One of the people chiefly responsible for Primeknit is the industrial designer Alexander Taylor. He developed the technology with Adidas in the build-up to the 2012 Olympic Games, and in the grand tradition in footwear of borrowing from weird places, he got the inspiration from methods normally used for knitting chair upholstery. I visited his Farringdon studio in December and there he brought out boxes of early prototypes and knitted flat plans that looked like jock straps, but with a sleight of hand suddenly took the form of a running trainer. Like footwear origami!
A key moment in the development of Primeknit — and one that has the most potential to influence fastenings — Taylor explained to me, was when he discovered that adding special yarns to the knit allowed different parts of the shoe to function in different ways. By adding a thermoplastic “melt” yarn to the heel section, for example, it could be heated and hardened, removing the need to stick on a heel guard. Taylor invented a textile toolbox: each part of the shoe is knitted with a material primed to solve a different problem.
Already, models of Adidas UltraBoost are replacing laces with knitted bands of sturdier threads across the bridge of the foot to make them suitable for running. Extrapolating to the idea of adaptive shoes, Taylor said he found it easy to picture a shoe knitted with sections of smart yarn that can flex, expand or tighten when needed. Asked whether he knew if Adidas is specifically working on anything in that area, he politely told me he couldn’t comment. But throughout our meeting I noticed that his language had the tone not of if, but when.

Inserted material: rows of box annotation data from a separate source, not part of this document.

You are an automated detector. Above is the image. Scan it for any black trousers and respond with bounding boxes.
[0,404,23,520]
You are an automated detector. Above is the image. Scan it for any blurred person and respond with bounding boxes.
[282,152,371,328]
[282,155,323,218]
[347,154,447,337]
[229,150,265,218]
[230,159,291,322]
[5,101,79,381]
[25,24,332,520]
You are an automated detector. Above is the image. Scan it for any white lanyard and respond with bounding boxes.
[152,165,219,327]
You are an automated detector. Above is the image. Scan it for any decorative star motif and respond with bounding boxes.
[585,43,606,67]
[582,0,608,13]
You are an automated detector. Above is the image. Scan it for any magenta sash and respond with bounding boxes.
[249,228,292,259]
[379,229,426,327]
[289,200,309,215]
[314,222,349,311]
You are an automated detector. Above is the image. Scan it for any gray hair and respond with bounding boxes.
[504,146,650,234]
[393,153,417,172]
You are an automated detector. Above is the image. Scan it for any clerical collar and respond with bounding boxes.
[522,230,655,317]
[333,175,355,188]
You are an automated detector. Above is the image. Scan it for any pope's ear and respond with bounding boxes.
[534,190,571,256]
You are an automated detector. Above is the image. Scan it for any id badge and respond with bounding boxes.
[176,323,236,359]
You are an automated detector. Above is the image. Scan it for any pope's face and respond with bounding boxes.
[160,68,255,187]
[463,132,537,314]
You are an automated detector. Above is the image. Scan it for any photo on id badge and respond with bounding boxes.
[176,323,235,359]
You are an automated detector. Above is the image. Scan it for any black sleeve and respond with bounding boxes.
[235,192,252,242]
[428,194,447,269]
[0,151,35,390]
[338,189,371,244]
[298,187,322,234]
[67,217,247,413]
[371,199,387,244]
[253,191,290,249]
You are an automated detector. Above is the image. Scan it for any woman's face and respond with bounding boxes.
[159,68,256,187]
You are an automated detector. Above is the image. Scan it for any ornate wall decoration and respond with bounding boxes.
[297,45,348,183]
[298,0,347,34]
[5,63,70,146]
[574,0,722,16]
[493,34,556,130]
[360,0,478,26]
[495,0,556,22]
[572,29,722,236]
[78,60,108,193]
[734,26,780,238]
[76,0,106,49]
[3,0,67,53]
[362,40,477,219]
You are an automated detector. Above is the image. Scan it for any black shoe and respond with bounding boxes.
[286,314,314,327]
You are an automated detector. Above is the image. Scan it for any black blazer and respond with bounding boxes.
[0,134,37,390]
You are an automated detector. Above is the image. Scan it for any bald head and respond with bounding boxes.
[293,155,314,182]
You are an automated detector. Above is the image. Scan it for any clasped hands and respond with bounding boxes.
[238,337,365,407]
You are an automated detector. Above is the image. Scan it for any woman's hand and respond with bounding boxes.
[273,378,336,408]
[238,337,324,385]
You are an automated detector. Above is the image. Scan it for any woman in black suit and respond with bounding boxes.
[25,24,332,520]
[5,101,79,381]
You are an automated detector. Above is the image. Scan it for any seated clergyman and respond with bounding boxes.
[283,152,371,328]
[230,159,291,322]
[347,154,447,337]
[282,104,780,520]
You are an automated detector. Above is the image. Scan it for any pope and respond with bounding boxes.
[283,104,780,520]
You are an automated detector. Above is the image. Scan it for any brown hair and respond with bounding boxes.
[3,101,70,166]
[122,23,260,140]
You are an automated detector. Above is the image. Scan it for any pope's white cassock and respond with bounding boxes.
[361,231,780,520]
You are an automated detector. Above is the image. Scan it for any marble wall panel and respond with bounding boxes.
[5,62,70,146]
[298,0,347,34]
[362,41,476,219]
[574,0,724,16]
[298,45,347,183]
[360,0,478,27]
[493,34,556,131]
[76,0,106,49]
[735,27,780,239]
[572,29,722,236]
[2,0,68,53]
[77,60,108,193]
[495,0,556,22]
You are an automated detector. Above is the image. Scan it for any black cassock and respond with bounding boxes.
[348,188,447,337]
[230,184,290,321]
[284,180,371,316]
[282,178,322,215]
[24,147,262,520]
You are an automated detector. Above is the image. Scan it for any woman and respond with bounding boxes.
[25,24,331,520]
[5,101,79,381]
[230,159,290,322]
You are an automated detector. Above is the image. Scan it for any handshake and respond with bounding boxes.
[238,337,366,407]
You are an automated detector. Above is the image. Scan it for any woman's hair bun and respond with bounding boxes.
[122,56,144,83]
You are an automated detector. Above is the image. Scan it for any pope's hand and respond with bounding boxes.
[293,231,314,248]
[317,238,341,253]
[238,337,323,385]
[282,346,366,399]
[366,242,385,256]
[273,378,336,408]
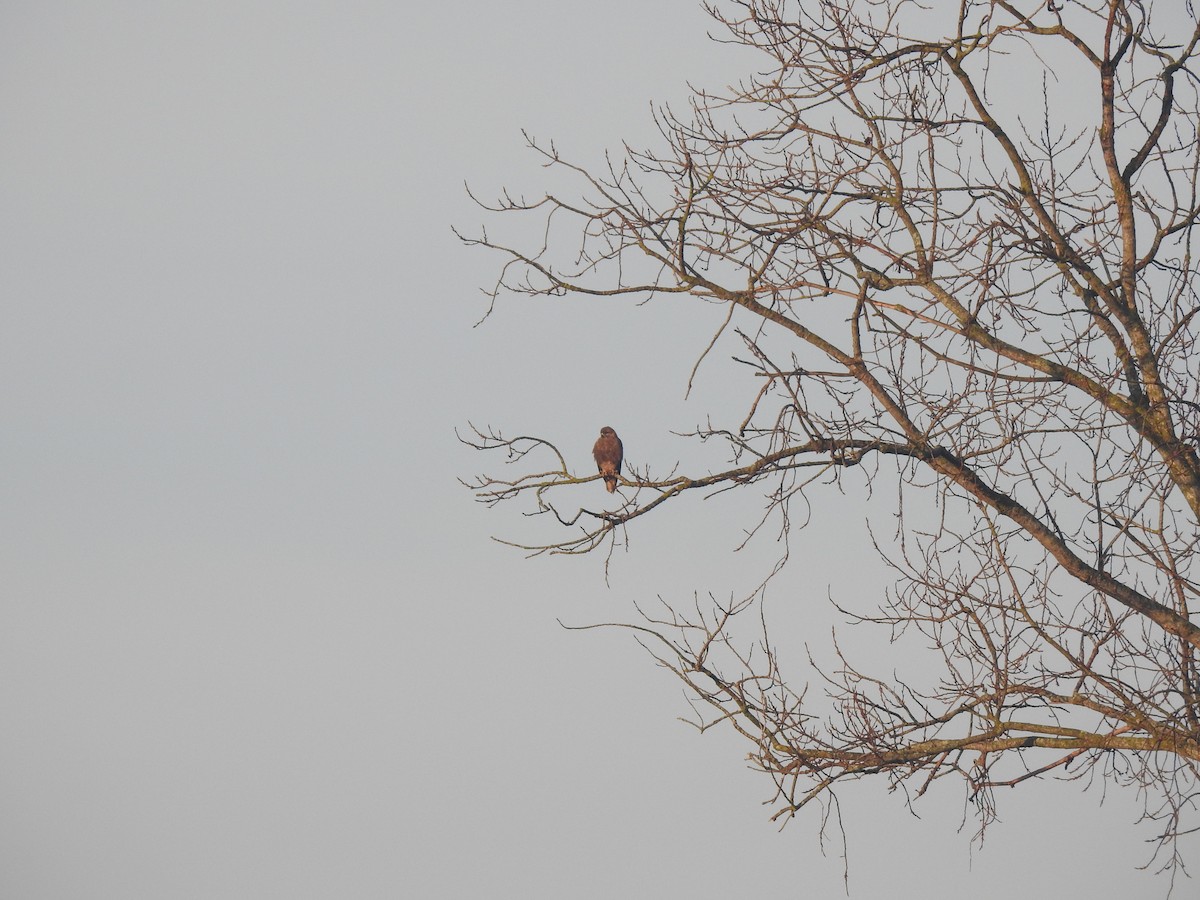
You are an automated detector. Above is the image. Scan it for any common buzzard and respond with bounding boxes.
[592,425,625,493]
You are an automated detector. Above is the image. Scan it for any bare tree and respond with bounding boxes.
[466,0,1200,872]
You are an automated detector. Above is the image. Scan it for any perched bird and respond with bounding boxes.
[592,425,625,493]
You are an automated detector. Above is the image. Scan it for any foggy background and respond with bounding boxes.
[0,0,1161,900]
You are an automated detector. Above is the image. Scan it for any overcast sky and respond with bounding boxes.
[0,0,1171,900]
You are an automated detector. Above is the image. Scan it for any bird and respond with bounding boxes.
[592,425,625,493]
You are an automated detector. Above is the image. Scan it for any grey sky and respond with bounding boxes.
[0,0,1165,900]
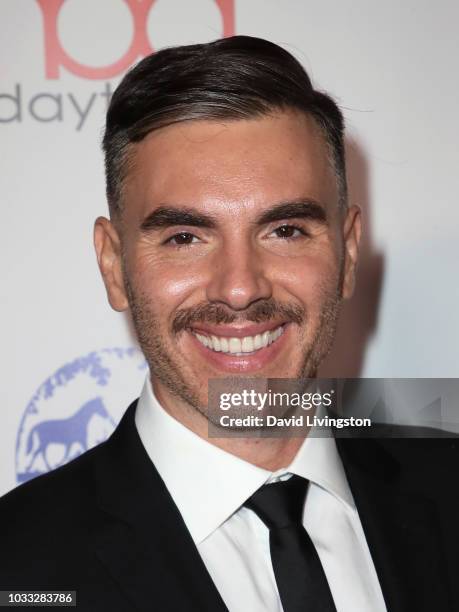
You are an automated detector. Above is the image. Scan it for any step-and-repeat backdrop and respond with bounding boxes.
[0,0,459,494]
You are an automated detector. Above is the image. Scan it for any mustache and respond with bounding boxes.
[172,299,306,334]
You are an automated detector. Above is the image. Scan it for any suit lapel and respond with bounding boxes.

Meanwhile, a fierce legal battle has been raging between Nike and Adidas since 2012 over who holds the patent for knitted footwear perhaps the biggest indication of the value that both groups place in the technology as a future for the industry.
It seems important to ask where the humble shoelace fits into the quest for smart-fastening super-shoes. Could we be facing a laceageddon? The designer Daniel Bailey told me that elite sports are certainly ruthless enough in their pursuit of medals, world records and trophies to leave laces behind should adaptive footwear deliver. “But I don’t think laces are going anywhere in wider society,” he added quickly. “Do you need cutting-edge self-lacing technology when you’re going to the shops? Not really. That’s what laces are for. Laces just work.” Ultimately, laces are too aesthetically and culturally important ever to disappear. For many, a trainer without a lace isn’t a trainer at all. “It would be like taking the smile off the Mona Lisa!” Howie Kahn wailed.
One evening last autumn, Kahn and French held a London launch for their book, “Sneakers”, at a shop that specialises in re-selling rare trainers. There was a HyperAdapt, shrink-wrapped and perched on a shelf, which three teenagers were inspecting as I walked in. One of them lifted the shoe in his hand and commented on its surprising lightness. Then he put it back and the group joined the crowd that was forming around a vitrine in the middle of the shop floor. Inside were several pairs of the sold-out “ten” collaboration between fashion designer Virgil Abloh and Nike, a decidedly un-technological project where Abloh deconstructed ten classic trainers for the sportswear brand.
The kids squeezed themselves into the centre of the huddle until they were up against the glass and in sight of the coveted lace-ups. “You know these come with four sets of laces?” one said. “Sick,” replied his friend, leaning in close to observe the bits of string in shades of black, white, green and orange. For the briefest moment everyone fell silent. It was a primal, contented silence, the kind that often sets in when gazing at an open fire.